|
Mugabe launches new tirade
24/02/2004 11:55 - (SA)
Harare - President Robert Mugabe of Zimbabwe on Monday slammed "the majority" of his counterparts in Africa, saying they had succumbed to Western influence and turned against African causes.
Mugabe said that a few militant leaders reminiscient of former staunch nationalists remained, "but the majority have gone the Western way".
"Western philosophy is what is guiding them.

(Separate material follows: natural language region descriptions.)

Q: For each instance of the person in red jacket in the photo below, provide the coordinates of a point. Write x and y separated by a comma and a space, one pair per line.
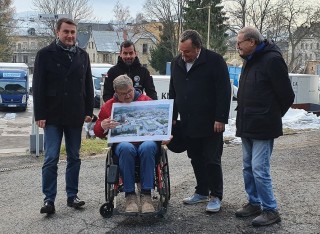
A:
128, 152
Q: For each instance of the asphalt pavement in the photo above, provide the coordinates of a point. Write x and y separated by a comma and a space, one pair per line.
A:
295, 171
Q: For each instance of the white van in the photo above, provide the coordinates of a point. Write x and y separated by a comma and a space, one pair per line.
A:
99, 71
161, 83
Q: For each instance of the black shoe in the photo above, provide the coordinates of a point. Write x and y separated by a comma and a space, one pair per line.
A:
267, 217
249, 210
75, 202
48, 208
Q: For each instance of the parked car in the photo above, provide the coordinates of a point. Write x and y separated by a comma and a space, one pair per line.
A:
99, 72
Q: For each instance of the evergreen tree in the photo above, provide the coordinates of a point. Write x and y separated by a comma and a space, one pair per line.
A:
162, 53
6, 13
197, 19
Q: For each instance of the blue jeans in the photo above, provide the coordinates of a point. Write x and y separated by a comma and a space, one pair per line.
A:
256, 172
52, 143
127, 154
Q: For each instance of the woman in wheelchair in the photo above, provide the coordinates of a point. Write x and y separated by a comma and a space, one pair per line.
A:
128, 153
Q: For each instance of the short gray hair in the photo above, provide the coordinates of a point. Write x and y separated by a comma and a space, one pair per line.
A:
193, 35
122, 81
250, 32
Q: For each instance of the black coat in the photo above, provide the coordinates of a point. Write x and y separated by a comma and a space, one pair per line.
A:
140, 77
62, 90
264, 95
201, 95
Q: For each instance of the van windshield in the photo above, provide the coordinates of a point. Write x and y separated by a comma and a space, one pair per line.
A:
98, 71
12, 87
97, 83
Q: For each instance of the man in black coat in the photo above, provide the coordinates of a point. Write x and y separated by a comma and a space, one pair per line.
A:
200, 87
63, 100
264, 96
129, 64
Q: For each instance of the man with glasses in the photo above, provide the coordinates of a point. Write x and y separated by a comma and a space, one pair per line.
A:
62, 101
128, 152
129, 64
264, 96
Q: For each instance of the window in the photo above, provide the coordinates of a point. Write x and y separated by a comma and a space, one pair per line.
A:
145, 48
25, 58
24, 45
33, 45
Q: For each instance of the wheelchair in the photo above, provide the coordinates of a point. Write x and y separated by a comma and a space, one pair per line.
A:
114, 185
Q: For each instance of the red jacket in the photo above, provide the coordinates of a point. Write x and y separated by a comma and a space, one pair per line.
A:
105, 112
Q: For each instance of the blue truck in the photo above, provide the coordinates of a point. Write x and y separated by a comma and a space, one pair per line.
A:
14, 86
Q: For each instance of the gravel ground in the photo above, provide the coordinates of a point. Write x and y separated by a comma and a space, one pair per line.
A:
296, 179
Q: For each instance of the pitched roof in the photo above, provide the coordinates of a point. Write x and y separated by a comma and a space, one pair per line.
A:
83, 39
109, 41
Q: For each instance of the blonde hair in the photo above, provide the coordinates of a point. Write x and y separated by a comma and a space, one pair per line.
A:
121, 82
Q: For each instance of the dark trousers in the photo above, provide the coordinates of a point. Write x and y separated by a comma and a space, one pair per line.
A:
205, 154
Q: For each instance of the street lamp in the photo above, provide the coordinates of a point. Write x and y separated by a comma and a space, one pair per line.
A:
209, 13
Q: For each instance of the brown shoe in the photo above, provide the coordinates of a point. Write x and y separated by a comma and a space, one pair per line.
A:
146, 202
248, 210
267, 217
131, 204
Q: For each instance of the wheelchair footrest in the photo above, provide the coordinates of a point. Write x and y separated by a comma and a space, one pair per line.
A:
113, 174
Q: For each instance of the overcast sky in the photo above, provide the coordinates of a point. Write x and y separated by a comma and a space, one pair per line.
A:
102, 9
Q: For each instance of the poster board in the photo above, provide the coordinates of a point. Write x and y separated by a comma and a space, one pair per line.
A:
142, 121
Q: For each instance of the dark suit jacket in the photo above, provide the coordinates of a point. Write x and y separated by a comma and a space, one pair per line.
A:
201, 95
62, 90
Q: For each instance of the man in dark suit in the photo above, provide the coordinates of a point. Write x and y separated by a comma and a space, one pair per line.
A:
200, 87
129, 64
63, 100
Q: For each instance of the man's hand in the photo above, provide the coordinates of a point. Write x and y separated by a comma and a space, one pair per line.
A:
108, 124
218, 127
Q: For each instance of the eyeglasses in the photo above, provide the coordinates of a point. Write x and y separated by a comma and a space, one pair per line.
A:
125, 94
240, 42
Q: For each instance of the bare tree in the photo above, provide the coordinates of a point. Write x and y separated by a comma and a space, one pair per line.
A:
169, 14
300, 21
122, 16
76, 9
287, 21
257, 13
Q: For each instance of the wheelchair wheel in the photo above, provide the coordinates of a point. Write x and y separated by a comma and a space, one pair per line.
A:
164, 179
106, 210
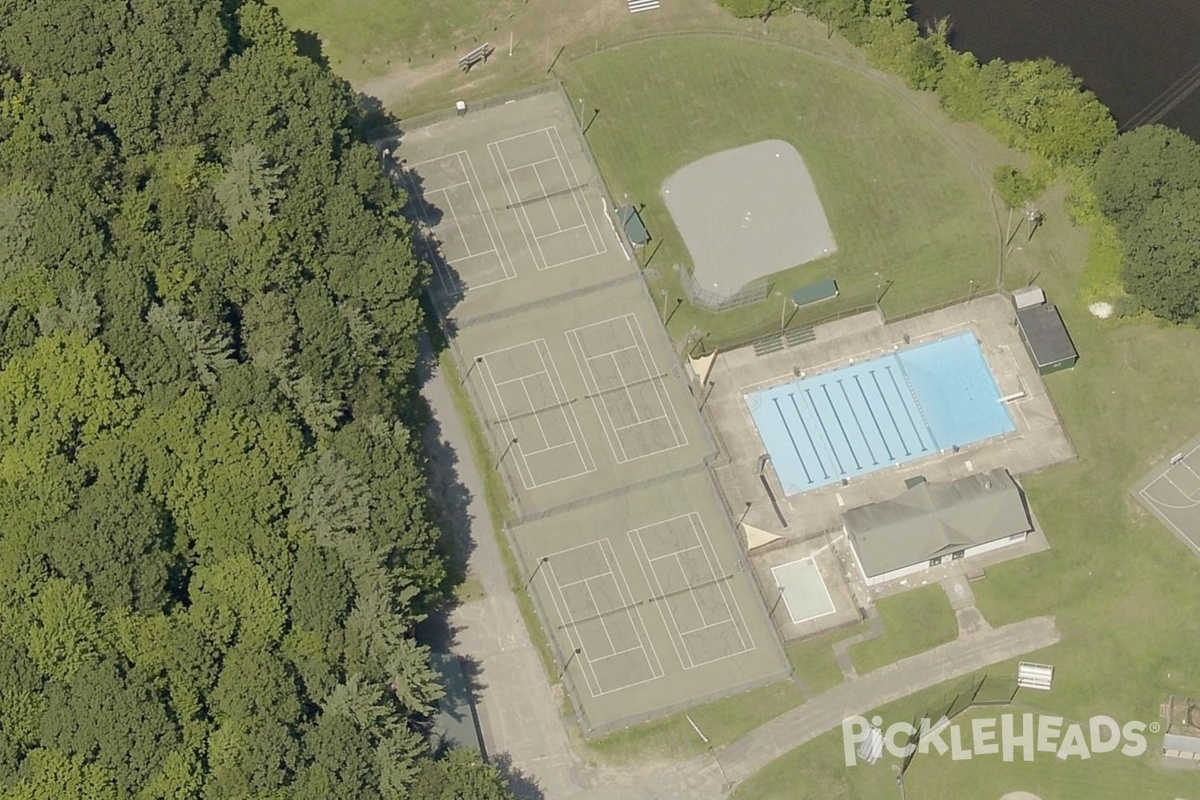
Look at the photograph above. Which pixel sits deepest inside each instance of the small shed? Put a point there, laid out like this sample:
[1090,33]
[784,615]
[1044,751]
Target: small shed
[1043,332]
[1181,737]
[631,221]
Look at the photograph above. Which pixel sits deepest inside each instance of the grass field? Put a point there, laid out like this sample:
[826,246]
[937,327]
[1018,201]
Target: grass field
[1119,584]
[913,621]
[369,38]
[899,202]
[721,721]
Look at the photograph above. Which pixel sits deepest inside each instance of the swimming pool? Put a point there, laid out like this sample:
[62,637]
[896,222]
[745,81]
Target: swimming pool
[886,410]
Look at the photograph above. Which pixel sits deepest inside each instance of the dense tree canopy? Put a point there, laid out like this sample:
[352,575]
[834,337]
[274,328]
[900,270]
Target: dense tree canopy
[1149,184]
[214,535]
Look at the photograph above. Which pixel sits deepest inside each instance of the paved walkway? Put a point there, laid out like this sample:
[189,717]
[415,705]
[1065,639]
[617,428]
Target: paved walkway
[520,714]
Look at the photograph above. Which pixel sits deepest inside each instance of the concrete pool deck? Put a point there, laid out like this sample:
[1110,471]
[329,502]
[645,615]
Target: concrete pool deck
[1037,443]
[877,413]
[748,212]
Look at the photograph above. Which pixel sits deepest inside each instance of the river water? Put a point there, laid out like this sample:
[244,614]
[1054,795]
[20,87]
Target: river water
[1141,58]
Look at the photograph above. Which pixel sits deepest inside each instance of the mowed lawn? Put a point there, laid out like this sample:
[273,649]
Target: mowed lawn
[899,202]
[913,621]
[367,38]
[1123,590]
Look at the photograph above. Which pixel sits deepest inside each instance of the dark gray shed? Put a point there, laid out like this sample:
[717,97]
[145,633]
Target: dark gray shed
[1047,338]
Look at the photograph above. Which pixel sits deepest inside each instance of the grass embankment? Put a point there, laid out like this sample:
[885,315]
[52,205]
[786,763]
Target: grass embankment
[900,202]
[913,621]
[498,509]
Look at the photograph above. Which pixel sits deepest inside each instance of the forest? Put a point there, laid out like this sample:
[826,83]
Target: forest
[215,530]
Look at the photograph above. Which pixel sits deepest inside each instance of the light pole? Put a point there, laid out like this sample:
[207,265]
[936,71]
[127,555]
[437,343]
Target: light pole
[777,602]
[501,459]
[478,360]
[569,660]
[534,573]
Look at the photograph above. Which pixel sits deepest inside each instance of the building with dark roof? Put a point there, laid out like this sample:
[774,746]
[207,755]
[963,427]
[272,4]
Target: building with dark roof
[1043,332]
[930,523]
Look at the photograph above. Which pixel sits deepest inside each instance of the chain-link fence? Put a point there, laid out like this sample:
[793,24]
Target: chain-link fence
[718,301]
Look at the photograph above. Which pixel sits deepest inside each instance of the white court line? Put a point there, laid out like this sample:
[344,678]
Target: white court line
[593,386]
[449,284]
[625,603]
[504,421]
[594,235]
[1168,519]
[581,443]
[731,603]
[493,150]
[833,607]
[573,636]
[521,379]
[546,194]
[507,421]
[519,204]
[507,265]
[574,180]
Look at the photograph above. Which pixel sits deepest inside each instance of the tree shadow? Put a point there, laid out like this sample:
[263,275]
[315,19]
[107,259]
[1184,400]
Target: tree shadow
[522,786]
[309,44]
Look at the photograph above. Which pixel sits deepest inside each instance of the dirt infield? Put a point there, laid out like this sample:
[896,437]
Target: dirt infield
[1171,492]
[748,212]
[631,559]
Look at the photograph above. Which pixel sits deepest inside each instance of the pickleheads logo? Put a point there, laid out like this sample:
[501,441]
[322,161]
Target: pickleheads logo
[1005,735]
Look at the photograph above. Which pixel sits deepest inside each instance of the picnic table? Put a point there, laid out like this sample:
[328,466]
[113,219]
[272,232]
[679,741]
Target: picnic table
[475,56]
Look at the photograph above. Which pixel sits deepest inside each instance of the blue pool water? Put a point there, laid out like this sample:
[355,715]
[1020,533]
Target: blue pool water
[877,413]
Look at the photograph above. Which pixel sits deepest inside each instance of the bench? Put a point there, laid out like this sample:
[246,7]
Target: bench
[475,56]
[768,344]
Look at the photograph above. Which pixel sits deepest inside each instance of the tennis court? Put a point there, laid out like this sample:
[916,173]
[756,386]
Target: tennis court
[450,202]
[803,589]
[543,435]
[1171,492]
[627,389]
[647,601]
[679,564]
[601,623]
[882,411]
[543,186]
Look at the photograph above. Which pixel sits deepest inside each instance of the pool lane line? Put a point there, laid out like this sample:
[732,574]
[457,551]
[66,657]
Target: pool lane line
[833,450]
[841,427]
[816,452]
[891,415]
[916,401]
[905,405]
[870,452]
[791,438]
[871,411]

They are oriented towards the West, not oriented towards Africa, towards their own people, not nationalistic in the true sense of the word.
"They are listening to the enemy, they are being dictated to by the enemy and it's a pity," he said during an interview aired on state television.
Mugabe said some of his neighbours "continue to be revolutionary to a very great extent, but even in some of them we are seeing now that Western influence is seeping in and trying to get them to reverse the revolutionary course which they had adopted earlier on".
He singled out Nigeria for having given in to the white Commonwealth pressure on the decision taken against Zimbabwe at the last December Commonwealth summit in Abuja.
Mugabe pulled Zimbabwe out of the Commonwealth, an organisation of mainly former British colonies, after the summit, where it prolonged the southern African country's suspension from the grouping.
In a bid to get African countries to continue to resist the Western imperialistic tendencies, Mugabe said Zimbabwe was planning to host a forum of former liberation movements in the country sometime this year.
He expressed gratitude to southern African leaders who stood by his country at the Commonwealth summit last year.
"We were happy about their stance... of supporting Zimbabwe.
"(But) the others, well,... we say sorry.... Sorry to Nigeria for having adopted that stance, but they are our brothers and we can't be seen to be condemning them," Mugabe said.
He said there were "two or three African countries in the Commonwealth... they are 'yes' people, those who salute the West. It's just again leadership which has no confidence in itself," he said in an interview to mark his 80th birthday on Saturday, February 21.
Mugabe faces an economic meltdown in his own country which has been blamed on labd reform policies, corruption and profligate spending by him and his political allies.
Mugabe has also been criticised internationally for implementing draconian new press restrictions.
Aid agencies report starvation in some parts of Zimbabwe, especially in areas where the opposition Movement for Democratic Change enjoys support.